Together, the five members of the Bluegrass Boys established the benchmark for bluegrass music, which included fast and hard-hitting tempos, highly sophisticated and complex vocal harmonies, and let’s not forget the astounding virtuosity that bluegrass artists are expected to display when playing instruments such as the fiddle, banjo, and mandolin. It was also around this time that Monroe had become the proud owner of the “Lloyd Loar”, a 1923 Gibson F5 mandolin that would be most associated with his career in bluegrass.

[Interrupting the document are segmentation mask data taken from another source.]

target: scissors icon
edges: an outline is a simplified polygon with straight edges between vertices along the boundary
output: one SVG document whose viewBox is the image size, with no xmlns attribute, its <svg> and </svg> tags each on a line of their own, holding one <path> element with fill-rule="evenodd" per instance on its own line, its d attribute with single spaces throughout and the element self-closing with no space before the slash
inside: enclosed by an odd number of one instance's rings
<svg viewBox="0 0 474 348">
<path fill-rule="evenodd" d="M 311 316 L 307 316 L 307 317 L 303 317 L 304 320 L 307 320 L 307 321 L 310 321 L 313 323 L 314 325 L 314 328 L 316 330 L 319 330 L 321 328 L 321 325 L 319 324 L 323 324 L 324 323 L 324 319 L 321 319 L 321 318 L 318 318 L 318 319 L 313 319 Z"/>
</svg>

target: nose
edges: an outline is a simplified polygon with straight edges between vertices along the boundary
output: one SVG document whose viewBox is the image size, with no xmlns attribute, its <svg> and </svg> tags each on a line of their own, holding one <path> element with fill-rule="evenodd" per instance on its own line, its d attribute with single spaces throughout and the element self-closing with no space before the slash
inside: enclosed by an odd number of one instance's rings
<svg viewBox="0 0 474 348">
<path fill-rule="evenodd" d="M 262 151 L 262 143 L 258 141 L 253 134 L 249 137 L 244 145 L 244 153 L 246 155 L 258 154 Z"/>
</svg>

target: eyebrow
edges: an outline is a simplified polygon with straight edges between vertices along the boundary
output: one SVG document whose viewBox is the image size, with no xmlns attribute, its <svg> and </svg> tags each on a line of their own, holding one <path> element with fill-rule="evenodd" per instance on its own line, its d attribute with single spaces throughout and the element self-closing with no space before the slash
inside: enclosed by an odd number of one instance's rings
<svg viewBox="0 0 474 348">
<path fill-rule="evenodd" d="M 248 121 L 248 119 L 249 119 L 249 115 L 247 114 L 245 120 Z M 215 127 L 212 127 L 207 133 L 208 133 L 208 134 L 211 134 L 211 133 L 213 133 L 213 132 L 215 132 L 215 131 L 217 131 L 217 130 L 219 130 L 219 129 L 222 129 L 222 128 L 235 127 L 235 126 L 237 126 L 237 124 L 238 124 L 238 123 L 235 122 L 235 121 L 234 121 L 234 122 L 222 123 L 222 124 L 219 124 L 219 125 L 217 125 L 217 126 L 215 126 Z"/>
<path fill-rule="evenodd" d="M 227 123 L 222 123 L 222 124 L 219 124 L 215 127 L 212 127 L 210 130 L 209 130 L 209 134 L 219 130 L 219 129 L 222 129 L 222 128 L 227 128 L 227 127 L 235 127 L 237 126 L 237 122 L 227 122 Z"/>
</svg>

1946 – 1947 The Height of Success for Bill Monroe Bluegrass Boys

In these years, this particular formation of Monroe’s Bluegrass Boys had been able to produce a total of 28 songs and most of which – if not all – had gained classic and legendary status in the bluegrass scene over time. Some of these include songs “Little Cabin Home on the Hill”, “My Rose of Old Kentucky”, “Molly and Tenbrooks”, and of course, who can forget the incomparable “Blue Moon of Kentucky” of Bill Monroe, a slow waltz ballad that Elvis Presley had remade into a classic rock and roll tune in 1954 as part of an album he released with Sun Records.

It was also in this period that Monroe established the “Blue Grass Quartet”, an impressive four-part vocal harmony that was accompanied by guitar and mandolin and which Monroe used when producing bluegrass gospel music or what he referred to as “sacred” songs.

High Lonesome

In 1948, Monroe’s all-star ensemble for his Bluegrass Boys gradually broke down. Flatt and Scruggs, for instance, went on to form The Foggy Mountain Boys, and had enjoyed considerable success with singles such as “The Ballad of Jed Clampett” and “Cabin on the Hill”.

But Monroe didn’t let such changes stop him from moving on and rightly so as it was the following decade that would mark the highlight of his career. 1950’s was a spectacular period for Monroe, who had developed the unique “high lonesome” tune that he would be famous for.